Hello Richard, only just read this post. I might be wrong but is the 4hp Mercury the same engine as the Mariner and Yamaha. There are often Mariner engines on ebay, often dismantled too, and lots of old Yamaha engines. If so you should be able t get hold of a knackered one. It seems likely that the shaft would outlive the powerhead. The spare parts seem to be extortionate considering that this is one of the most mass produced engines of all time and is widely used all over the world. Paul
Clint, there is loads of information about this on the internet, western towing have a good site. But it depends mostly on the suspension units fitted to your trailer. The rating should be stated on the chassis plate near the towing hitch. These units can be replaced with upgraded ones to provide a better ride. If this is done you should make sure the chassis plate is modified accordingly, which I suppose means it is better to have it done by a garage, although it would be a relatively easy DIY job (with the usual caveats). You can get your trailer weighed at a public weighbridge, but you may also find one at a quarry or local aggregates dealer.
Weighing in a bit late on this one. According to previous owner, Partan and trailer complete weigh around 1100kg. Trailer has been uprated to 1300kg and car can tow in excess of this, so plenty of margin for safety. Tows beautifully without any drama at all. You certainly don't want an unbraked trailer. I believe nose weight is an important factor, therefore weight distribution within the boat. Thus, heavy things I keep in the bow for sailing, go in the cockpit for towing.

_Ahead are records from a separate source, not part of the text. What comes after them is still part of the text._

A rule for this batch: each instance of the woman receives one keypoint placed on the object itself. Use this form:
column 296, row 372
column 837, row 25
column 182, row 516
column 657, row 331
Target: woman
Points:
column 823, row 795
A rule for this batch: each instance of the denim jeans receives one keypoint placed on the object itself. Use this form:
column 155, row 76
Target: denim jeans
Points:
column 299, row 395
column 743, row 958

As a further answer to the original question, we have just completed an 11 day cruise on Partan. 2 adults and 1 child slept on board every night, and we're still talking. The availability of showers and cooked meals on the Broads certainly made life easier. The boom tent that came with the boat has sadly worn out so we made do with a £3.99 tarp from Proper Job and some bungees. If any one knows how to weld/glue cheap plastic tarps I reckon I could make a new fitted tent for about a fiver.
Thanks for all the replies. They have a 10mm nut on the back, very difficult to get to, but I've got thin arms. Originally glassed in but now with a large washer to hold them proud of the strengthening pad. I shall replace with a piece of stainless stock, drilled and tapped to take the machine screws and long enough to hold from inside the locker. This will make them more accessible and they will lock against each other, preventing them from spinning. This mod has already been carried out on the lower one.

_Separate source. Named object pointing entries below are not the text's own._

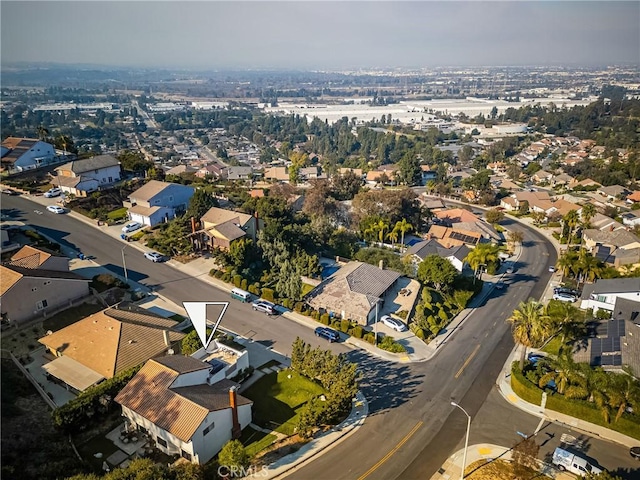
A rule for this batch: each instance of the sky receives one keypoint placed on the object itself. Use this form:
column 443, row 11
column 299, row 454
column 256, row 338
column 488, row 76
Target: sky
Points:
column 320, row 35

Help anyone please! I am removing the rudder pintles to paint the hull and so that I can give them a good polish, but how are they secured? I assumed a captive nut on the back, but having loosened them, they didn't screw out any further. I tried to tighten them back up again, but they just spin. Can I get to the back of them, and what will I find if I do? There seems to be a very narrow space between the transom and the inside of the engine well, but I don't fancy my chances of getting in there.
Partan has a paddle wheel log mounted in the starboard aft locker. It is packed around with black mastic and does not leak. As far as I can tell there is no foam here as it appears to simply fit through the hull. When heeled over on starboard tack it lifts out of the water and is rendered useless.

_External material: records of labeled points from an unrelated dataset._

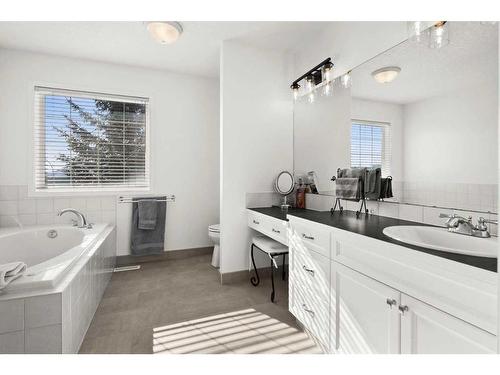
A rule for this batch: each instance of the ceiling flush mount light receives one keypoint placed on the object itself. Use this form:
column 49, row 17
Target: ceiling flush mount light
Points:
column 439, row 35
column 164, row 32
column 387, row 74
column 316, row 77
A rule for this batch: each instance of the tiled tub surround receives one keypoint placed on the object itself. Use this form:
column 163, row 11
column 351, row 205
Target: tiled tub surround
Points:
column 56, row 320
column 16, row 204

In addition to all the good advice already profferred, I just wanted to add that it's a good idea to avoid using the handbrake while the trailer is parked for long periods as everything has a tendency to seize up in the on position. Much better to use wheel chocks and save the brakes for manoeuvring and towing. Are you anywhere near Somerset, I'd be glad to assist and get acquainted.
Thanks for the prompt responses, I think I may try the US option while I tap away making replacements by hand. A word of caution about using gasket compound on carburettors though; even the tiniest fragment of Hylomar detaching itself in the float chamber or elsewhere could block a jet and cause the engine to stop and not start again till stripped down and cleaned. I would stick to gaskets lightly smeared with grease, which is why I want new ones which can still be compressed to make a good seal. If you have defects big enough to require a gap filling compound then your carb is probably junk anyway.
It would be interesting to find out if the same carb is used on any other engines like lawn mowers or generators, which might provide an alternative source of parts. The Lister/Petter diesel in my mate's boat is the same as used on truck refrigeration units and you can order parts direct from the manufacturer. By the way, a full engine service for a new Beta diesel in a 40 footer cost less than the quoted £85.
From the forum it would seem that many owners have replaced the original engine. Partan still has her original Mariner 4 (2 stroke) which is in very good condition, however, I would like to service the carburettor by replacing the gaskets. The best quote I have obtained was £85!!! for a few flimsy bits of paper. Given that this is one of the most mass produced engines of its type in the world I can't help thinking there should be a better deal than that somewhere. I was bracing myself to pay a fiver for them. Does anyone know who can supply these for a sensible price? I will make them if I have to, but they are a bit fiddly.